Third, it could provide a basis for citizens to bring corruption cases not only in their own countries but in international tribunals that could be established in the future to adjudicate these issues, such as special tribunals that are being set up in various countries to hear and adjudicate cases of corruption.  

In summary, it is time to re-evaluate the argument that it is more constructive to promote anti-corruption as a means to protect other human rights than to create a stand-alone right. The UDHR establishes a range of human rights, including civil and political rights as well as economic, social, and cultural rights. This inclusive approach was based on the principle of indivisibility — that by combining the different rights, they could be more successfully upheld. It has since become widely recognised that better enforcement of one set of human rights is imperative to protect other rights and freedoms.

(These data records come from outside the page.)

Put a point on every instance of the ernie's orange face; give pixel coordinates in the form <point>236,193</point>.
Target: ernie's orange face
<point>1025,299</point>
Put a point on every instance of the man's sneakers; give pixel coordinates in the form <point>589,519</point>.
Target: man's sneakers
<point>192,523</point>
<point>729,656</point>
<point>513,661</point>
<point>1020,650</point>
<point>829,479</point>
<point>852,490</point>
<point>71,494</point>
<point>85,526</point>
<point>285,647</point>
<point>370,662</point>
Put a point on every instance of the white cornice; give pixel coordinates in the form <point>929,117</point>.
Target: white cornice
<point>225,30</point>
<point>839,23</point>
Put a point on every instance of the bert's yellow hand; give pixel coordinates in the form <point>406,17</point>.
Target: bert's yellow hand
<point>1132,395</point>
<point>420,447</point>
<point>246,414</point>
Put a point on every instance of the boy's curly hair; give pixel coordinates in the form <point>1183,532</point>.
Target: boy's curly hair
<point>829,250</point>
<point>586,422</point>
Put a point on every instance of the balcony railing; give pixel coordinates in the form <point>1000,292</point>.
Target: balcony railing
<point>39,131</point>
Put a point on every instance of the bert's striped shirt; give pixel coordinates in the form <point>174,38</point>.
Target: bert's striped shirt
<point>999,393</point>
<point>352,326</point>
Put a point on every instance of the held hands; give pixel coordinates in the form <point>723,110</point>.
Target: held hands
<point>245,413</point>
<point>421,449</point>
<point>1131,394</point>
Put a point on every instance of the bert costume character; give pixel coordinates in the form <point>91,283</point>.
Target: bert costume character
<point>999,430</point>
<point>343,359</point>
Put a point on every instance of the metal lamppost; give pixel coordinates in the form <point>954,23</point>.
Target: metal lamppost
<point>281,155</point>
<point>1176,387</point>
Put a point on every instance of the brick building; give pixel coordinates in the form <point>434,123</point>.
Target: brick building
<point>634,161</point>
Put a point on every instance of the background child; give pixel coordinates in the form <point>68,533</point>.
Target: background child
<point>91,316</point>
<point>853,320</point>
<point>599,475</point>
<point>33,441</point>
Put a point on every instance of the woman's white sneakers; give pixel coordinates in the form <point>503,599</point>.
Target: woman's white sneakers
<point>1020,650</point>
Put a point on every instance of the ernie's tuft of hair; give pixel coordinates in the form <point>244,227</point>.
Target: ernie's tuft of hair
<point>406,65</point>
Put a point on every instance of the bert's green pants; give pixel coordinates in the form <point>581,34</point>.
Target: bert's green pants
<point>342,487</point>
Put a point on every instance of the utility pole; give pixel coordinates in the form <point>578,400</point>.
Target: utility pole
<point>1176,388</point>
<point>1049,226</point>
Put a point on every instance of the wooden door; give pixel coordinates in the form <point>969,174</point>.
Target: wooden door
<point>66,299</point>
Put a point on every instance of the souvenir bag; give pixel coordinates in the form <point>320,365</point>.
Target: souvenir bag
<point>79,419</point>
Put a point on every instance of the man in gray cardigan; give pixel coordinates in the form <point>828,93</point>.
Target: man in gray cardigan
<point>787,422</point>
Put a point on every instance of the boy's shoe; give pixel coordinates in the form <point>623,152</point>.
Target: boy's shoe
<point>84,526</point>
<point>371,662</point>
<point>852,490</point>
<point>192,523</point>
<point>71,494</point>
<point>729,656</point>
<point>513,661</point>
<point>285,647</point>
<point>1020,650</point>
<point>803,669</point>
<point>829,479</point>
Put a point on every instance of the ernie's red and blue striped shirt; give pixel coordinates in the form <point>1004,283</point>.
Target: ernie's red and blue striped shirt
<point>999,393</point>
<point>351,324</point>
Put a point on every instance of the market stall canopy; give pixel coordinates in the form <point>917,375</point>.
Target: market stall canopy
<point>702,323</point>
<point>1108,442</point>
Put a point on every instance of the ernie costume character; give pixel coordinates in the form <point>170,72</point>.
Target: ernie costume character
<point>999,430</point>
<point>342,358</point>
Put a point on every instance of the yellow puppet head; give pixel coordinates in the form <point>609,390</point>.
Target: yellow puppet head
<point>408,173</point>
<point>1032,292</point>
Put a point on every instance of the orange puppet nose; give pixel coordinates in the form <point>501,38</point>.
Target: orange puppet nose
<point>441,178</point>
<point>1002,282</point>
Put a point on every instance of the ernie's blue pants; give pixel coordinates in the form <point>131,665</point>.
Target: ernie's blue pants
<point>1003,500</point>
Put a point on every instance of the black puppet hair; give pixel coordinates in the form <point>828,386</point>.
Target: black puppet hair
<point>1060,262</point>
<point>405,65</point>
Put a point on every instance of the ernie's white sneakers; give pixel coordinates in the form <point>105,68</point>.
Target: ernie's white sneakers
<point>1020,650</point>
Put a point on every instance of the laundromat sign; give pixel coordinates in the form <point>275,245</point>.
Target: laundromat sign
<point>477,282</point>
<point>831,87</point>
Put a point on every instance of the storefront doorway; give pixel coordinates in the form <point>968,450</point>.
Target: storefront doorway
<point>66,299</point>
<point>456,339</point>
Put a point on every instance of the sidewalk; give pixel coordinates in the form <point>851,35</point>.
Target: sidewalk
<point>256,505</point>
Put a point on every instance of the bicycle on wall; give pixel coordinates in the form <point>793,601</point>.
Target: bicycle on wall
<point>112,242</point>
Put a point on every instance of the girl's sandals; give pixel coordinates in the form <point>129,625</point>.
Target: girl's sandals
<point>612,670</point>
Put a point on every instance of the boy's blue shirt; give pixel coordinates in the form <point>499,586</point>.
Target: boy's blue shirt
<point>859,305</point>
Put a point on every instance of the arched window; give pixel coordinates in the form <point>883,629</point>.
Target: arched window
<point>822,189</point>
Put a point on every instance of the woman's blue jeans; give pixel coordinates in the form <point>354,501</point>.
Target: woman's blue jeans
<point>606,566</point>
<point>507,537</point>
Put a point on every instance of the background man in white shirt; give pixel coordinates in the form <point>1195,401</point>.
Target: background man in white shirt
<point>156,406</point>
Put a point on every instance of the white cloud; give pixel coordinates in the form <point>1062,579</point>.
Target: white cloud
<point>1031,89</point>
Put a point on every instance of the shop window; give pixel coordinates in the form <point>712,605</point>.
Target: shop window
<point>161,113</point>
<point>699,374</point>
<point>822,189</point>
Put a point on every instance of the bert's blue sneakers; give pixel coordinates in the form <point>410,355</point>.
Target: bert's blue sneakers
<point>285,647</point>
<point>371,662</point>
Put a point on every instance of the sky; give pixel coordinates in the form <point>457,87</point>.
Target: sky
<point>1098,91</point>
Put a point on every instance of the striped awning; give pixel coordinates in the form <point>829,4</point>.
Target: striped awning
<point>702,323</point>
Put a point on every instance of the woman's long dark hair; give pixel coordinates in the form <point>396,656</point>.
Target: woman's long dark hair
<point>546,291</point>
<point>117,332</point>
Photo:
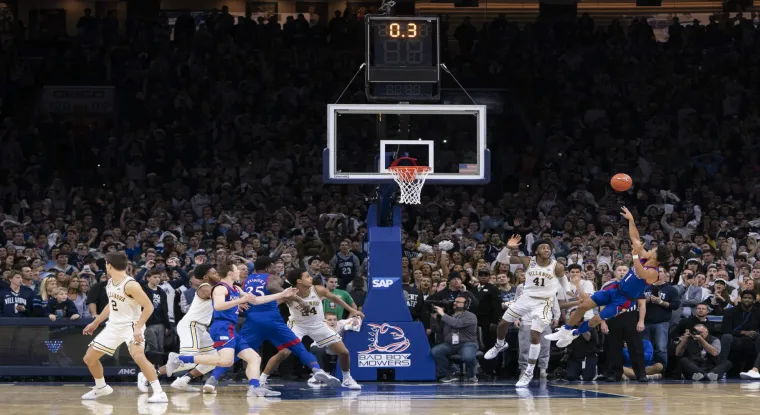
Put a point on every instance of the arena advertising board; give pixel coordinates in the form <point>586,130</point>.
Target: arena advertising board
<point>94,100</point>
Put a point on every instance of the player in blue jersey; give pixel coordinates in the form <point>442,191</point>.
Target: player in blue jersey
<point>264,322</point>
<point>226,300</point>
<point>620,296</point>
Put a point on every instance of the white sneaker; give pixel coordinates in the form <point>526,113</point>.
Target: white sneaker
<point>142,383</point>
<point>261,392</point>
<point>180,384</point>
<point>173,364</point>
<point>350,383</point>
<point>563,337</point>
<point>210,386</point>
<point>495,350</point>
<point>315,383</point>
<point>750,375</point>
<point>560,333</point>
<point>96,393</point>
<point>158,397</point>
<point>524,380</point>
<point>327,379</point>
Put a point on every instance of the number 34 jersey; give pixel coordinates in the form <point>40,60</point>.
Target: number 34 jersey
<point>540,281</point>
<point>312,315</point>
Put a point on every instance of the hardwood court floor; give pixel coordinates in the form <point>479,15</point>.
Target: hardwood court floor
<point>724,398</point>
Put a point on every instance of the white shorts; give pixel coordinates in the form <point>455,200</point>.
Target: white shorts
<point>194,338</point>
<point>322,335</point>
<point>113,336</point>
<point>539,310</point>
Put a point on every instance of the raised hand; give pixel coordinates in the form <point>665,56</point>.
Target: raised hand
<point>626,213</point>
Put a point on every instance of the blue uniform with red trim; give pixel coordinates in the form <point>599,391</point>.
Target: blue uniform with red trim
<point>621,296</point>
<point>222,330</point>
<point>264,322</point>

A freedom from corruption would have an essential role in upholding and enforcing other human rights. And here we are not talking solely about protections against torture, slavery, trafficking and other basic human rights. In societies where corruption is endemic, it can permeate every dimension of daily life—from obtaining a public education, to seeing a doctor, to obtaining a driver’s license, to starting a business, to paying taxes.

Unless, and until, freedom from official corruption is ensconced as a stand-alone human right, however, the state of governance envisioned in the UDHR, UNCAC and other human rights and anti-corruption conventions will remain elusive.


[1] to be published in summer 2017.

[2] This blog is based on the attached article, “Freedom from Official Corruption as a Human Right”, published by the Brookings Institution in January 2015, which I co-wrote with the U.S. legal scholar Andrew Spalding.

Feature photo: Ugandan anti-corruption sign, ‘Corruption greatly undermines government effectiveness,’ licensed under CC By 2.0.